OpenAI announces a tool group `` Safety Gym '' for AI to perform reinforcement learning considering risks and costs in advance
In traditional reinforcement learning, agents repeat learning with repeated failures and collisions. However, this is only based on the principle of trial and error, and the agent is not considering whether the behavior is good or not.
OpenAI releases Safety Gym for reinforcement learning | VentureBeat
Safety Gym is a module designed for Reinforcement Learning Agents or AI where motivation towards the goal is maintained through rewards and punishment. OpenAI has introduced “Restricted Reinforcement Learning” in Safety Gym, where AI learns by performing simulations while automatically considering costs.
In constrained reinforcement learning, agents set a cost target at the start of learning and learn using rewards and punishment. In other words, in constrained reinforcement learning, AI is required to predict the risk in advance.

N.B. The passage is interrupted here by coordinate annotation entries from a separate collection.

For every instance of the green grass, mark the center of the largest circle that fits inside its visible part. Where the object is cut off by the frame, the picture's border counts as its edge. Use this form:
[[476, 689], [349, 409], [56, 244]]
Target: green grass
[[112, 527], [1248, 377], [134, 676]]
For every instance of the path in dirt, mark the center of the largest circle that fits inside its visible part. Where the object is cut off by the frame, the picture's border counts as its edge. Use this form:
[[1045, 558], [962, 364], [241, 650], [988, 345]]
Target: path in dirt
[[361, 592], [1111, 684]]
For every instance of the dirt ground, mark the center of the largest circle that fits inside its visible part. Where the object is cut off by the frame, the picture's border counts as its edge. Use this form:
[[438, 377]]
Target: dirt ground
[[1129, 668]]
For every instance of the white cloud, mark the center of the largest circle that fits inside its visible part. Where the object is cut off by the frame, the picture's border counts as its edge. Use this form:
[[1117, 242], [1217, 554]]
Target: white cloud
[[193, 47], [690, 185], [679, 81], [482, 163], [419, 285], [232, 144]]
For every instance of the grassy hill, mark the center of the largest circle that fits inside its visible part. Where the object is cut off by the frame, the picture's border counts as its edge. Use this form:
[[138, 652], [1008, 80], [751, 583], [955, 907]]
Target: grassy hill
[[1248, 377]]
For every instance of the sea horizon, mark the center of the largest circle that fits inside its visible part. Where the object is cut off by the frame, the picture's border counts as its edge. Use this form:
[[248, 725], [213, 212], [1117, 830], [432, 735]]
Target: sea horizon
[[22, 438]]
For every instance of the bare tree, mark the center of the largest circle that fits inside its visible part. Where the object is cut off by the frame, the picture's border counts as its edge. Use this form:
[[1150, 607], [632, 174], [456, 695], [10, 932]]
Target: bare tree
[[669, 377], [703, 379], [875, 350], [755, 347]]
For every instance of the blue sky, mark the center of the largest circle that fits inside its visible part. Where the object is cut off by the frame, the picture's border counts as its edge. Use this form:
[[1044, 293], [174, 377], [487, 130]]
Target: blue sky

In Safety Gym, three agents 'Point', 'Car', and 'Doggo' are used to navigate the crowded environment and achieve the goal. In addition, three tasks are set: “Goal” that goes to the specified area, “Button” that passes through check points on the plane continuously, and “Push” that pushes the object to the specified location. There are two levels of task difficulty, and whenever the agent performs an unsafe action, a red warning light flashes around the agent.
In “Point”, a robot with one rotary actuator and an actuator for back and forth movement runs on a 2D plane.
'Car' moves a robot with two front wheels that drive independently and one rear wheel that rotates freely. In order for the Car robot to change direction and move, it is necessary to operate the two front wheels simultaneously.
“Doggo” is a simulation of a symmetrical robot with four legs. The foot may control the azimuth and elevation with respect to the moving object, and there must be one angle adjustment joint that must be operated so that the robot does not fall.
OpenAI says that Safety Gym is still under development, so much work is still needed to combine it with other problem settings and safety technologies, including 'improving performance' and 'safe transfer learning and distribution shift issues. Survey, and “Realization of restricted reinforcement learning combined with human preferences”.
OpenAI says, “A system like Safety Gym is also expected to make it easier for AI developers to work on systems that are open and shared, making it easier to collaborate on safety in the entire AI field.” It was.